Novel long-duration storage to pilot in New York

0
views

A 100kW/1MWh zinc-air battery is to demonstrate the potential for long-duration storage at the University at Buffalo, the State University of New York.

The initiative will see the deployment of Canadian zinc battery startup Zinc8 Energy Solutions’ zinc-air battery storage system on the University’s campus.

The primary functions will be to provide peak shaving capability by levelling out peaks in electricity consumption, increase campus resiliency and assist in training campus utility staff with new energy storage technology.

The deployment, the outcome of an innovation challenge from the New York Power Authority, is significant for two reasons.

Have you read?
EPRI and DoE investigate co-adoption of solar, EVs and storage
Energy storage battery that performs ten times better

One is the growing interest in the role of long duration storage – in the case of zinc-air, longer than 8 hours – in supporting the integration of growing renewables to the grid.

The other is the potential of the technology itself, with zinc-air expected to offer a lower cost option than other long duration options such as vanadium redox flow technology.

The Buffalo deployment, the first long duration use in New York State, should serve to demonstrate the long-duration aspect of the energy storage system, validate its performance reliability and determine the O&M and estimated life cycle costs.
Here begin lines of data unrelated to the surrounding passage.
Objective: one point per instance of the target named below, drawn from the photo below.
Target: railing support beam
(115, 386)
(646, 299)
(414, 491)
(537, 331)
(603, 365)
“It is rewarding to see the project begin to take shape,” said Gil C. Quiniones, President and CEO of NYPA.

“The collaboration with Zinc8 and the University at Buffalo bodes well for a successful demonstration project that addresses the need for reliability of renewable energy resources and will help achieve New York State’s targets for energy storage.”

New York State has an energy storage goal of 3GW by 2030 to support its commitment of 100% electricity from zero carbon emission sources by 2040.

The storage system also will be connected to the campus chilled water plant, which provides a cooling capacity of 168 million BTUs per hour, equivalent to 21,000 typical window air conditioning units. This facility provides service to most areas of the university’s North Campus, which consists of over 120 buildings.

For Zinc8 the project is an important step in the development of the technology.

“This is a major milestone for Zinc8 on its path to our full commercialisation target in early 2023,” comments President and CEO, Ron MacDonald.

Zinc8’s patented technology has energy is stored in the form of zinc particles, which are combined with oxygen drawn from the air when the system is delivering power. When the system is recharging, zinc particles are regenerated and oxygen is returned to the surrounding air.

Other benefits stated are a modular architecture, readily scalable by increasing the size of the zinc storage tank, non-flammability and zero capacity fade over a 20,000 hour operating lifetime.